Kidney cancer is one of the 10 most common cancers in the United States. It can be primary or the result of metastasis from other sites. Primary kidney cancer begins in the kidney itself, while metastasis means that the malignant cells have traveled from other sites and lodged in the kidney.
The signs and symptoms of kidney cancer are:
- Blood in the urine
A little less than half of patients with kidney cancer have blood in their urine. The amount of blood can be so small that only a lab test can detect it. On the other hand, the presence of blood may turn the urine pink, red or tea-colored.
- Pain in the flank
Many kidney cancer patients report pain in their lower back in an area on either side of the spine. The pain can range from dull to stabbing, though some people simply feel a persistent type of pressure.
- A fever that is usually low but unexplained
This fever comes and goes.
- A mass in the abdomen
About 45 percent of patients with kidney cancer feel a lump or a mass. This usually means that the cancer is advanced, for the kidney is seated deep within the abdominal cavity and small lumps can’t be easily felt.
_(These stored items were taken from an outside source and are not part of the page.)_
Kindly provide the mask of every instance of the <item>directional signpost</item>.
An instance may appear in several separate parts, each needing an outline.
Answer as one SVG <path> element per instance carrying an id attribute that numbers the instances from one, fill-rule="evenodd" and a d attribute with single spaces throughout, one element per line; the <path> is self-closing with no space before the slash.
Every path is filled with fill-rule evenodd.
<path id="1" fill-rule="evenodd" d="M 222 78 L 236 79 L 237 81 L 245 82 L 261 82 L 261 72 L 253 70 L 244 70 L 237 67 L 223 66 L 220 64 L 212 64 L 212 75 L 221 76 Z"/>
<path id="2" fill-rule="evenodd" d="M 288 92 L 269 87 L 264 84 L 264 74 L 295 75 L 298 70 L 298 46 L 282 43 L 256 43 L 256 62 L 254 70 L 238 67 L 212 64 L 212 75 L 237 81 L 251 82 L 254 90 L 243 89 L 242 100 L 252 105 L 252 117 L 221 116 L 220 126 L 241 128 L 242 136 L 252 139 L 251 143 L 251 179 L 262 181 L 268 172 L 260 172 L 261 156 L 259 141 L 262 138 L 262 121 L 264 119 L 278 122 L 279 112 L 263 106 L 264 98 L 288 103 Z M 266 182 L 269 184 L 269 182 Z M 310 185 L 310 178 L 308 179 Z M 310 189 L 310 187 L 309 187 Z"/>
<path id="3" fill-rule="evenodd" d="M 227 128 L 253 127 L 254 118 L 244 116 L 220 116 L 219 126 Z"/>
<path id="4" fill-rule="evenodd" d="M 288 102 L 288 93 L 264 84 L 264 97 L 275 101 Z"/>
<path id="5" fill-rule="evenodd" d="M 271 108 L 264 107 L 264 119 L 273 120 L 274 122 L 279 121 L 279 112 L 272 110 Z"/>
The doctor might need to give the patient a CT or MRI scan and/or a biopsy to make a positive diagnosis that the lump is malignant.
- High blood pressure
The kidney helps to regulate a person’s blood pressure, and the cancer interferes with this ability.
The cancer also interferes with the body’s ability to make red blood cells, which results in anemia.
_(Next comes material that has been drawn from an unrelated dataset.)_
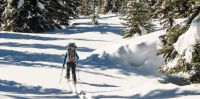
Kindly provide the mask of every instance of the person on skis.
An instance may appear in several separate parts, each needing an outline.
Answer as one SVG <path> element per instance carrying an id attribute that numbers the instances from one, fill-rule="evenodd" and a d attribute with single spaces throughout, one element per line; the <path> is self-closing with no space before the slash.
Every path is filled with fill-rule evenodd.
<path id="1" fill-rule="evenodd" d="M 66 76 L 65 78 L 69 81 L 70 79 L 70 70 L 72 70 L 72 78 L 73 83 L 76 84 L 76 63 L 78 62 L 79 56 L 76 52 L 76 45 L 75 43 L 69 43 L 67 46 L 67 52 L 65 54 L 63 68 L 65 68 L 65 64 L 67 61 L 67 68 L 66 68 Z"/>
The fatigue that is felt with cancer is not just a normal tiredness, but interferes with the person’s day to day activities. Fatigue tends to worsen during cancer treatment. The anemia that is often a symptom of kidney cancer can make the fatigue even worse.
- Unexplained weight loss
A person with kidney cancer may find themselves losing weight even when they don’t want to or are not on a diet. They may also suffer loss of appetite that only exacerbates their weight loss.
The symptoms of kidney cancer are what’s known as non-specific, which means that they mimic symptoms of many other diseases, including diseases and conditions that are benign. Blood in the urine can be a sign of a urinary tract infection, for example. It is not unusual for kidney cancer to be discovered through an imaging test when a person goes to their doctor for another complaint.
The causes of kidney cancer are unknown, but it usually strikes people over 40 and is one of the most common cancers that strike people over 60. It affects men and women, though men are twice as likely to get this form of cancer. Other people who are more at risk for kidney cancer are people who:
- Are obese
- Have already been treated for renal failure
- Have high blood pressure
- Have a family history of kidney cancer
Fortunately, the five year survival rate for people who are treated for their kidney cancer is fairly promising. For example, in stage I cancer, where the cancer has not spread outside of the kidney, the five year survival rate is as high as 81 percent.